If any further proof was needed that government cannot be trusted, we have only to look at the recent revelation that the government threatened to fine Yahoo! With fines of $250,000 PER DAY if they refused to turn over user data to the NSA, with that fine doubling every week until the company complied.
These are not the actions of a servant government of a free and sovereign people. These are the actions of a government that has decided that it is the master and the people are the servants, and since a master does not explain or justify its actions to a servant, our government feels no need to explain its actions to us, much less change.
There may be a silver lining to these actions of the Obama administration. It may just be the wake-up call that the citizens of this nation need to see that, regardless of political ideology, this nation needs to begin the long, slow process of returning to limited, constitutional government. Government is to be tolerated and restrained, and the bigger the government, the less it is to be tolerated and the more it is to be restrained.
Because of our unprecedented level of prosperity, Americans have largely ignored the long, slow slide into a form of bureaucratic tyranny that has been growing for decades. From spying on its citizens to local police departments arming themselves with battlefield equipment more appropriate to the streets of Mosul than Milwaukee, it is clear that every American has a right to be concerned for the future of their freedoms when government is so brazen and unapologetic in its abuses.
Shortly after the end of the Revolutionary War, Thomas Jefferson wrote in a letter to William Stephens Smith, “What country before ever existed a century and half without a rebellion? And what country can preserve its liberties if their rulers are not warned from time to time that their people preserve the spirit of resistance? Let them take arms. The remedy is to set them right as to facts, pardon and pacify them. What signify a few lives lost in a century or two? The tree of liberty must be refreshed from time to time with the blood of patriots and tyrants.”

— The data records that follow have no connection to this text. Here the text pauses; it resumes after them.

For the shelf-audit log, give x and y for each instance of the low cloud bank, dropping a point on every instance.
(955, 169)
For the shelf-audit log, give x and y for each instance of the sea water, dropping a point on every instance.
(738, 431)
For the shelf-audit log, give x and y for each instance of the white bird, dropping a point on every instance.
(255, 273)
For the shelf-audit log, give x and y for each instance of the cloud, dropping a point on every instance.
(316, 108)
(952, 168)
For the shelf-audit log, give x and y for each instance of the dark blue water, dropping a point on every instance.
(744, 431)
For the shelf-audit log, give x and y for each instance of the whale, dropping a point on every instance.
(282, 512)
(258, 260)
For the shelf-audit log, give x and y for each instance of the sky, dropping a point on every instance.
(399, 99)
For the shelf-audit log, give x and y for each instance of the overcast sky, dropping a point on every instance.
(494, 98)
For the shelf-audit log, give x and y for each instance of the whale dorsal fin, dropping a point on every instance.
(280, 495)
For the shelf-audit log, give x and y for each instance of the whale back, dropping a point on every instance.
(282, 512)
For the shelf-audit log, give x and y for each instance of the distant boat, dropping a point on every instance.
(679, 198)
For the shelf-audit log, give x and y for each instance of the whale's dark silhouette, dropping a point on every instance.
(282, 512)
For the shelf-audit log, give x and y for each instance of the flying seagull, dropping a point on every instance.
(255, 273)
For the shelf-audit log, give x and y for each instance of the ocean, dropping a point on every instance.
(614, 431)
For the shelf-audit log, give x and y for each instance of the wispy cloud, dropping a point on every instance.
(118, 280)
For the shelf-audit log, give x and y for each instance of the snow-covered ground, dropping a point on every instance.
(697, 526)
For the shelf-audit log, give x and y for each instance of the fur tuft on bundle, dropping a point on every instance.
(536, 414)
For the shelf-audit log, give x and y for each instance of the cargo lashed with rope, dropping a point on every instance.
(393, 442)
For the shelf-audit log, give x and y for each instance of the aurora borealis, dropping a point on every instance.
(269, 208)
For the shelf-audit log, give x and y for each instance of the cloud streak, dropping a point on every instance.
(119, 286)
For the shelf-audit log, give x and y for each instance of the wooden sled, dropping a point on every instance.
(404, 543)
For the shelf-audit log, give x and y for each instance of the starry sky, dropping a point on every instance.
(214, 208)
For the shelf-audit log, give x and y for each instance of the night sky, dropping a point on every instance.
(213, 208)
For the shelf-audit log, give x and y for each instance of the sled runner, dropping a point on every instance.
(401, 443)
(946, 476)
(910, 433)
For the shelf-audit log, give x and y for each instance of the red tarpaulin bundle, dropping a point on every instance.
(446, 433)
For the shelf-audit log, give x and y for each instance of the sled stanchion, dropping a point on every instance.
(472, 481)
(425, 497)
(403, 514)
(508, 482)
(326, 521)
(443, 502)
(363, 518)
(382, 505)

Our republic is nearly a century older than Jefferson’s 150-year threshold, and in that century government has grown ever larger and more tyrannical. If the American people educate themselves on the founding principles of this nation, and then exert their will through the political process, then we still have the opportunity for a peaceful return to the joys of individual liberty and limited government.
If, on the other hand, we continue to be apathetic to the abuses heaped on our fellow citizens until government knocks down OUR door, then we will have lost that window of opportunity, and will be left only with the choice of violent rebellion, as our forefathers faced, or with the groveling submission of slaves.